Jim Preston (Chris Pratt) and Aurora Lane (Jennifer Lawrence) are strangers. Passengers on a deep space colony ship whose 5,000 colonists and 100+ crew are put into hibernation for the length of a 120 year trip. 32 years into the journey the ship has an unexpected, unplanned run in with a comet storm which causes damage which triggers the opening of Jim’s pod. It also causes other damage which will not be fully noticed for another 2 years.  Jim finds himself alone on a 1,000 foot luxury cruise ship with every amenity except companionship. There is the quirky addition of an android bartender

(Michael Sheen) but that’s it. He spends much of his time for the first few months: trying to contact Earth (round trip answer to even his cry for help would take 55 years), accessing the bridge (NOTHING short of a proper access code will get him entry despite the fact he is a mechanical engineer), reading manuals, trying to reactivate his hibernation pod. Finally he resigns himself to at least enjoying the amenities on the ship but after another few months he begins the slow descent into madness. He ceases to care even about shaving or dressing and finally is inches away from suicide when he randomly, if not Providentially comes across Aurora’s pod. He checks out her video profile and the books she has written and falls in love with her humor, her writing and ultimately…her. He struggles for months with the idea of manually opening her pod – even consulting Arthur, but his desperation is too great and he does what he realizes is the unthinkable – he awakens Aurora 87 years too early.

And so the courtship begins. The details of how the potential tragedy plays out, what her reaction is when she finds out what Jim has done, the reason why Jim's pod opened to begin with, and the resolution to their relationship I will leave to your watching of this amazing film.
Suffice it to say that I was captivated by the special effects, delighted by the story and impressed with the acting of two Robinson Crusoes and their bartender “Friday”. Pratt and Lawrence were terrific and Sheen endearing.
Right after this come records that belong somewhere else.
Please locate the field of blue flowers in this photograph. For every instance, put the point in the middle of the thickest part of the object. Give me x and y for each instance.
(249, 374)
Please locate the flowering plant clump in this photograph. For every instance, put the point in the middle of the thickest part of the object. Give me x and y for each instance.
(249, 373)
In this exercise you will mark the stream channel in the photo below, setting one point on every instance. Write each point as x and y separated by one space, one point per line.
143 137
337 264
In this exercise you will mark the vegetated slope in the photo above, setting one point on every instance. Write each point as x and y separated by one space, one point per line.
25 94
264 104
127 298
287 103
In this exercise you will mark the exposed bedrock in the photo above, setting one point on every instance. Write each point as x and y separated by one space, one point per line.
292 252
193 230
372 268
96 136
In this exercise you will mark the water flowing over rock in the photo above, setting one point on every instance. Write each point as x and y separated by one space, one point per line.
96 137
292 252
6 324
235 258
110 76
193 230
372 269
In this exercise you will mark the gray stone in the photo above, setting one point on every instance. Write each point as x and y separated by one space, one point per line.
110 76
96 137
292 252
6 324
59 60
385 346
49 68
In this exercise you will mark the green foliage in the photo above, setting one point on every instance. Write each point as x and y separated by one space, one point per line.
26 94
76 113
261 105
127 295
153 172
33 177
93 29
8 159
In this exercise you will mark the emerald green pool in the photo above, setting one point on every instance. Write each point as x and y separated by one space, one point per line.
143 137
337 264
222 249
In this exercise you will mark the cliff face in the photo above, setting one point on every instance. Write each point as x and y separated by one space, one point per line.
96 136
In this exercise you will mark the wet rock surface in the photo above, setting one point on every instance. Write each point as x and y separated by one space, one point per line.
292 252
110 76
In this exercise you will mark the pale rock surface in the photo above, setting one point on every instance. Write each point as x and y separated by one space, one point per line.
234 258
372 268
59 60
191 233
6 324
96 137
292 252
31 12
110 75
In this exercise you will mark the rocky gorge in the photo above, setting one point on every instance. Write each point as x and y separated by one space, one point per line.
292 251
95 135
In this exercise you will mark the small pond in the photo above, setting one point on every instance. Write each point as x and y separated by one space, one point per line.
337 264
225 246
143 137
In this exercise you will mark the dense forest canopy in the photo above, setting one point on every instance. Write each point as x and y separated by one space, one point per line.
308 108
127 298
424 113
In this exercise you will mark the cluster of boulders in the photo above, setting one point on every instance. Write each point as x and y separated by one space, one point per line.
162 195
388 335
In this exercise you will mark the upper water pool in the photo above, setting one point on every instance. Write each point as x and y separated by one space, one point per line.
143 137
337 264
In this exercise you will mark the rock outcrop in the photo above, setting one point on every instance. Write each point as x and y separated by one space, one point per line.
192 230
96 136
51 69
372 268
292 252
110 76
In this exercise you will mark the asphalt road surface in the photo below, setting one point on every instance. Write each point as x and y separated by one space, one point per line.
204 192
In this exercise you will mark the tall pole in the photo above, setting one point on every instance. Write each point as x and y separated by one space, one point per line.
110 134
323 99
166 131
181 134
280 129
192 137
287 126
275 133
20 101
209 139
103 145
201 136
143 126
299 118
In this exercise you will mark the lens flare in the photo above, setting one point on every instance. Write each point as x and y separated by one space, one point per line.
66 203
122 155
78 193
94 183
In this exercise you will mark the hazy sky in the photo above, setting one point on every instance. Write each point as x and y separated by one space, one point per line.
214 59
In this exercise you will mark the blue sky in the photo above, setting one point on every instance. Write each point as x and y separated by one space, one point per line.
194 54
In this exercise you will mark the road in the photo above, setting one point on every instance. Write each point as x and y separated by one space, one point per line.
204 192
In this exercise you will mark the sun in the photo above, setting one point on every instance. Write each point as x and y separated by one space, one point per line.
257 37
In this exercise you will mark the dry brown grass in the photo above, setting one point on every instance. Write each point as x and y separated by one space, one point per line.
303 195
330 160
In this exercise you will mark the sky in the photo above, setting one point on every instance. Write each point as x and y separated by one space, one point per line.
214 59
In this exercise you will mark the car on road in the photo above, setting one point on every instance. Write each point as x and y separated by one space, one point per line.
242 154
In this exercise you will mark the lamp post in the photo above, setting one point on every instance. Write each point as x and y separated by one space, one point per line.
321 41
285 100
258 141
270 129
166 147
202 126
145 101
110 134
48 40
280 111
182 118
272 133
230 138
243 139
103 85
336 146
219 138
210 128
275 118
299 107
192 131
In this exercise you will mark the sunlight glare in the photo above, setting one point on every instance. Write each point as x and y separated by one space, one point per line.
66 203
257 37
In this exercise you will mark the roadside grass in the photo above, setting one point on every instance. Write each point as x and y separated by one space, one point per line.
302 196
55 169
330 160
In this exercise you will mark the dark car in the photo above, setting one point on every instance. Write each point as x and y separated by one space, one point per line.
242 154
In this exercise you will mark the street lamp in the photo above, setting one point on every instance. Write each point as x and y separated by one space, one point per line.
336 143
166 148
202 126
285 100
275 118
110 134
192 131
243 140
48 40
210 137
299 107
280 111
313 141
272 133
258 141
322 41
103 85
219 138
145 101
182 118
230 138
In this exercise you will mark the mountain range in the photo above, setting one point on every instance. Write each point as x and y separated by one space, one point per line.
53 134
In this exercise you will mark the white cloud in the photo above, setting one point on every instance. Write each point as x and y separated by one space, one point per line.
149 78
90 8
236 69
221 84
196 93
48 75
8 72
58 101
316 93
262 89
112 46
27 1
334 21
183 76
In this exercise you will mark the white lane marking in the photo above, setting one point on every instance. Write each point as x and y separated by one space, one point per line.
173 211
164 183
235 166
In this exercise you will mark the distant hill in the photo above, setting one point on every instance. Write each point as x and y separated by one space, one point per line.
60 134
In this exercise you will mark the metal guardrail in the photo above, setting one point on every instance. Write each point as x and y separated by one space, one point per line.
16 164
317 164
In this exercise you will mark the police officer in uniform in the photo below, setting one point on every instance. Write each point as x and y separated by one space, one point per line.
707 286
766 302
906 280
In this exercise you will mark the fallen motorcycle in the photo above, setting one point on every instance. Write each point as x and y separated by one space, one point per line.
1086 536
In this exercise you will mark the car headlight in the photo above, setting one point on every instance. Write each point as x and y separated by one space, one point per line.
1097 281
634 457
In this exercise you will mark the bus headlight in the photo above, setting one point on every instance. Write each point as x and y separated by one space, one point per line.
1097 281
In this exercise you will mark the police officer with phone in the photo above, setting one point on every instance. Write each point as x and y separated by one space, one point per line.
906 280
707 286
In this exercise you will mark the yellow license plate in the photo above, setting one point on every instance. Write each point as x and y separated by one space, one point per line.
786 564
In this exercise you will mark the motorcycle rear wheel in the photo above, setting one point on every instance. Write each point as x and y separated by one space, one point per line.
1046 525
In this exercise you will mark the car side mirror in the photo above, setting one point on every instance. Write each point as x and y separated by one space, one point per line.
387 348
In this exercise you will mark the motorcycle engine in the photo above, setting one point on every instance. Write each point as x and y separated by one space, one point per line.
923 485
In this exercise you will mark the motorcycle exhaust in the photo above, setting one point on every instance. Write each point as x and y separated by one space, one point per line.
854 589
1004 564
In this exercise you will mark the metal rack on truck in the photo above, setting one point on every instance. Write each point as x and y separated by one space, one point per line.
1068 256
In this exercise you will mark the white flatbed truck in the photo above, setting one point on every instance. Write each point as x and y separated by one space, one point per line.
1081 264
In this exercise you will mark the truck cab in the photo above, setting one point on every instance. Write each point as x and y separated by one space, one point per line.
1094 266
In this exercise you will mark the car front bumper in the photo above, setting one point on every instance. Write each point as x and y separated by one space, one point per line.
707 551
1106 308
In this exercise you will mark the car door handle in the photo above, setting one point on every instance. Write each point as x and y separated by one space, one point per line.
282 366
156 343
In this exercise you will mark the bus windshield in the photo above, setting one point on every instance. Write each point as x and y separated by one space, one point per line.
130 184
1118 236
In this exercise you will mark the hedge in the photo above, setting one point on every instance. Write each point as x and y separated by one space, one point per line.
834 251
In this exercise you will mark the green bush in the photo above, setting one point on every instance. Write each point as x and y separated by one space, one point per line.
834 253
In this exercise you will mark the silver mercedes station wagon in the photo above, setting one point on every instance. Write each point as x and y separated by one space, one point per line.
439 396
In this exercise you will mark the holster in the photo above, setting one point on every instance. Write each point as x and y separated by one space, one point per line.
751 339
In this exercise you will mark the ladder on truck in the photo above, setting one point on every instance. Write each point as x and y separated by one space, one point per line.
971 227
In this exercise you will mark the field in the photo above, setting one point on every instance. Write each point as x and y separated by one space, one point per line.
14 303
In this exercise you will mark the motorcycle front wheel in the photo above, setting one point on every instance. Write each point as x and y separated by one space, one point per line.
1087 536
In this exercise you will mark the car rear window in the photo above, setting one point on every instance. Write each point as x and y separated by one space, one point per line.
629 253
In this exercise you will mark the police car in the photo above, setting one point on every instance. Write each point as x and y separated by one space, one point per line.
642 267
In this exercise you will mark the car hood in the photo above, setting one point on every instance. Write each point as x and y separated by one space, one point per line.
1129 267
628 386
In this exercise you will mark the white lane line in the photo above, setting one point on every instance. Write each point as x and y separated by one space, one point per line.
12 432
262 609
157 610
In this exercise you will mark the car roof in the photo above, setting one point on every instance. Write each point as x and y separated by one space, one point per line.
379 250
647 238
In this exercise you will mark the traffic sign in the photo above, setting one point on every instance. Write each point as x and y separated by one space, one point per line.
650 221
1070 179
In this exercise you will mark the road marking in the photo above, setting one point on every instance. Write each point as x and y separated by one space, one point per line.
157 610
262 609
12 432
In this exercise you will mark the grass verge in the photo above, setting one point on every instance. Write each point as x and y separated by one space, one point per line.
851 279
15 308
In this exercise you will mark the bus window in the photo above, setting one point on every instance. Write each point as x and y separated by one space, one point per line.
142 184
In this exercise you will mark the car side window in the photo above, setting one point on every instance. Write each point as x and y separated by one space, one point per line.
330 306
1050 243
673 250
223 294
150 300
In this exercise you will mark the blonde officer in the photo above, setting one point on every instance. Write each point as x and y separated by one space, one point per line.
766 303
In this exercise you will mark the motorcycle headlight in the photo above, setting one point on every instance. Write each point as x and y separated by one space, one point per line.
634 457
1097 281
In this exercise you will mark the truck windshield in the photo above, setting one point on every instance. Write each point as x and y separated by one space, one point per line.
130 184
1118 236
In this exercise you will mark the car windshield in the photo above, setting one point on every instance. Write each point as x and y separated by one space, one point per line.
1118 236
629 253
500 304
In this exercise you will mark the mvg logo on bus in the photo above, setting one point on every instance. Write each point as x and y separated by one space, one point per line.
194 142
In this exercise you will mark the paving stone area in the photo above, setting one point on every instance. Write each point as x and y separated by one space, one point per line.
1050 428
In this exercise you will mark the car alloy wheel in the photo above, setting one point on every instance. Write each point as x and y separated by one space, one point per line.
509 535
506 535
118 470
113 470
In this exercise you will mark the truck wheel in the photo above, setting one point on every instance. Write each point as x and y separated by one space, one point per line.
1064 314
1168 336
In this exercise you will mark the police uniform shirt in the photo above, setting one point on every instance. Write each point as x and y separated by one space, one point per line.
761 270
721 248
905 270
But it was my husband who recognized the analogy to marriage – how two people, against odds, found each other. That despite the hundreds of people around them it was up to ONLY the two of them to make a life for themselves, to overcome seemingly overwhelming obstacles and to triumph by self sacrificing to and for each other, recognizing their union may require foregoing other possible choices, binding themselves only to each other, and spending the rest of their lives making a life with each other. The perfect analogy of a courtship and marriage.
My only regret is that religion was sanitized out of the equation. There were Biblical elements: Jim willing to lay down his life for Aurora. Aurora willing to forgive Jim completely and his life becoming her life. They ultimately chose to cleave to each other, despite the fact Aurora was provided, by Jim, with another option. But there were no visits to a chapel, no praying to God in what was emotional extremity for Jim. No acknowledgement of the Hand of God and His Providence in their miraculously timed awakenings, finding each other or escape from mortal peril. And that’s a shame. Because with inclusion of the recogniztion of God this marital analogy would have been raised to the level of a sacramental union. There was even a clergy of sorts in the form of a Senior crewman (Lawrence Fishburne), who stood in the way of Captain for a time and who – before his demise – gave his “blessing” to them.
Despite this lack Passengers is a lovely, inspirational movie about the adventure of two people who bond for life…and who bond FOR life.